Jeremy showed a slide at the beginning of the lecture that had TensorFlow playground. I came across the same when I was going through Machine Learning crash course which Google made available to everyone a few weeks ago. If you haven’t taken it yet, I would recommend you to go through it since it explains many of the Machine Learning concepts quite well. You can find more about the course here.
Object detection varies depending on what you want to achieve. If it’s about recognising faces in a picture, you want to find and label all of them. When searching for a specific object, you want the model to filter it out from the rest. In the first lecture of Part 2, we start with detecting the largest object in an image and classifying it. This gives us a good starting point for object detection. For step 1, we find the largest object in the image, classify the image(give it a label) and draw a bounding box around it.

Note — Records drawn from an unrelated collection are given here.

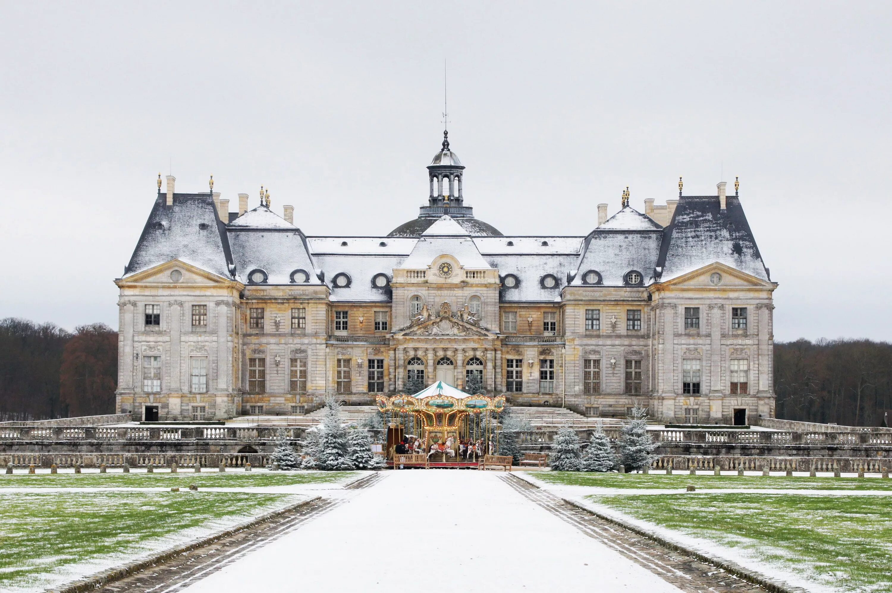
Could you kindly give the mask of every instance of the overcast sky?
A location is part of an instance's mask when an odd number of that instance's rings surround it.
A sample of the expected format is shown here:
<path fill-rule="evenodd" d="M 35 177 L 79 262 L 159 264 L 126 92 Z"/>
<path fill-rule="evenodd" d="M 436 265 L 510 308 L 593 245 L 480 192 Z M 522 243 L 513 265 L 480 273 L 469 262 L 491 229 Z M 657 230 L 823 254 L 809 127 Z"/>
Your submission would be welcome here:
<path fill-rule="evenodd" d="M 739 175 L 775 338 L 892 334 L 888 2 L 0 9 L 0 317 L 117 327 L 159 172 L 386 234 L 426 199 L 446 59 L 477 217 L 584 235 L 626 185 L 643 210 Z"/>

I have added notes, a bit of explanation and coding tips that Jeremy shared, in the lecture’s Jupyter notebook which you can access from here. We did the first step of object detection which is finding the largest object in the image, labelling it and then setting a bounding box around it. Visual Studio Code is the recommended editor to browse and modify the code. Jeremy shared few commonly used shortcuts on VSC. It was also showed how a debugger can be very handy. The one that’s used in the lecture was pdb, Python Debugger. I haven’t used these tools until now. Considering how handy and useful they could be, I started giving them a try. Maybe I could write a post on them in the future!
It’s really exciting to be a Fast.ai International Fellow. Attending live lectures and being part of the amazing forum could make a lot of difference. I would like to end by sharing something which Jeremy talked about in this lecture. In theory, we learn about architectures, activation functions, loss functions, gradients etc and form an intuition. It’s a totally different thing to try it out and practice. In the process, things may not always work, especially in the beginning. But what’s important is to not give up. As long as learning motivates you, you should keep trying and learning.
I will keep updating the post if I find anything useful and relevant to this lecture. Don’t hesitate to leave your response. Let me know what you think about this post. Thanks for reading and happy learning!!!